Tag Archive | They Might Be Giants

Reassurance You’re Being Heard

If I could change one thing in the world, I would reengineer cell phones so the person talking could hear their own voice in the earpiece of their phone…as someone who grew up with landlines, I can tell you: Hardwired phones were engineered and designed to give you the confidence that you were being heard—which is why people would whisper into their phones and know that they were being heard because they could hear their whispering voice in the earpiece as loud as they could hear their regular, full-volume speaking voice. It was compressed and loud and audible. And it’s a little bit of a reassurance that you’re being heard. The limitations of cell-phone technology are such that your voice would be delayed if you heard the actual, real signal. It’s not coming back in real time. So they just make the receivers dead, like you only hear the other end of the line, which is why everybody shouts into their cell phones. Nobody shouts into landlines. You can be in a phone booth by a highway and you can just talk and you can tell that people can hear you. But when you’re holding this dead object that is the cell phone, it makes you scream. And this is a very low-cost engineering solution to the problem of cellular telephony. I’ve thought about it a lot.”

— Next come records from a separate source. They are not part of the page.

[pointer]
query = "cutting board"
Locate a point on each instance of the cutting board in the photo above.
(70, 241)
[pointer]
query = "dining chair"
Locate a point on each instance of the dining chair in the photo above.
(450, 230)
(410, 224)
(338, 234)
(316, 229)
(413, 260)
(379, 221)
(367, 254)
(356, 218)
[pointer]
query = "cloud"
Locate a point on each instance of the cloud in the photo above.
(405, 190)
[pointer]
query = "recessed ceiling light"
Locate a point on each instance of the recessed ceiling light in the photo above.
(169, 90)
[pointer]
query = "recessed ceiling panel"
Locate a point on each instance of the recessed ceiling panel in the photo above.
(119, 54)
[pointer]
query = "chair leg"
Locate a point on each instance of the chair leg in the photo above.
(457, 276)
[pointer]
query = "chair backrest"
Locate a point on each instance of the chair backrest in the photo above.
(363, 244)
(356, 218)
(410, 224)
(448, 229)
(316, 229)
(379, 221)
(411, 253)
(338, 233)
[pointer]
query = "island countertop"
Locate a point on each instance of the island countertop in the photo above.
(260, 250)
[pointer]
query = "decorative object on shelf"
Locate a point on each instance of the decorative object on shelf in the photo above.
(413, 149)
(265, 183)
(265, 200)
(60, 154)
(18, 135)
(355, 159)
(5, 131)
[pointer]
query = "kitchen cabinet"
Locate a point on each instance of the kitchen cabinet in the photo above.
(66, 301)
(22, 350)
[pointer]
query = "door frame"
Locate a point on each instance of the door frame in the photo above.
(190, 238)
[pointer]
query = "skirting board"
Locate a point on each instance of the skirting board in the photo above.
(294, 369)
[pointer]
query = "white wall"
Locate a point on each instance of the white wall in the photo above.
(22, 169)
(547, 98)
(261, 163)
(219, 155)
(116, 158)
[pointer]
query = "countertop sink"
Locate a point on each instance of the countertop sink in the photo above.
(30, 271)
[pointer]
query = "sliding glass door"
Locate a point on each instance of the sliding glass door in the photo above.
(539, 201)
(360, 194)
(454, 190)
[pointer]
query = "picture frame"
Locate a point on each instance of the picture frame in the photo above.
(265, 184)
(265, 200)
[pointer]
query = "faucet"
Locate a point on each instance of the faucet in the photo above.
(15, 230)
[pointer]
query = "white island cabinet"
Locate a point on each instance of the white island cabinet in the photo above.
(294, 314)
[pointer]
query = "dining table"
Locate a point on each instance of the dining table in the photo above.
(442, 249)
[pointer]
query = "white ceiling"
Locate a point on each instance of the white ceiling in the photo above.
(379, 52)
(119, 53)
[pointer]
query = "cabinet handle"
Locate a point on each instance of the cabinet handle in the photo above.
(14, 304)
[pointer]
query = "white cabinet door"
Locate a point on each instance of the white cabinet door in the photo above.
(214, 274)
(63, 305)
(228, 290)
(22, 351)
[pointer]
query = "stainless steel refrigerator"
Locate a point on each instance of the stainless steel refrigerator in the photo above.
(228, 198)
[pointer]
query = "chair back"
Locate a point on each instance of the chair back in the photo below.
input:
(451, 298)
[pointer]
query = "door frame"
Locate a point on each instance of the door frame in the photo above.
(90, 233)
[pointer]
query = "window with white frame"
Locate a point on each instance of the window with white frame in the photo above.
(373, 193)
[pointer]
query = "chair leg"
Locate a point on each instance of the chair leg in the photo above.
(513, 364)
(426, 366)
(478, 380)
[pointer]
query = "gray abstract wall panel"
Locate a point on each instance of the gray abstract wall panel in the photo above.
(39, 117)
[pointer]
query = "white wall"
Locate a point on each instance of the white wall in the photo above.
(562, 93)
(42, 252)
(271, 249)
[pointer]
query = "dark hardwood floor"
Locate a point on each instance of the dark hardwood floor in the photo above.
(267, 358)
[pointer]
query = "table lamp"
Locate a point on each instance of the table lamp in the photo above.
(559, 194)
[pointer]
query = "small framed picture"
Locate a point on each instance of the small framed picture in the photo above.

– John Flansburgh, from this great interview

Q: What’s The Worst Concert You’ve Ever Attended?

A: This girl I dated in college made plans one time to see They Might Be Giants with her sister and her cousin, but the cousin had some conflicting work thing so he gave me his ticket. This had to be in 2000, maybe 2001. Though I liked and continue to like very much a handful of They Might Be Giants songs I was not prepared for them to do that thing some bands do in concert where they extend their songs with tons of pointless solos. They even opened songs with solos—“Istanbul (Not Constantinople)” started out that night with an accordion jam. This struck me as profoundly depressing. Part of TMBG’s appeal to me up to that point had been the notion they were above Frampton-esque instrument dickery. If they were trying to be ironic about it they did a pretty crappy job.

The capper to this frowny tale is that my girlfriend’s cousin thought he was selling his ticket to me. A week later I ran into him somewhere and he very curtly asked me for the money. Rather than argue semantics I gave the guy the cashitos and promised never to think about this experience again unless someone asked me the above question.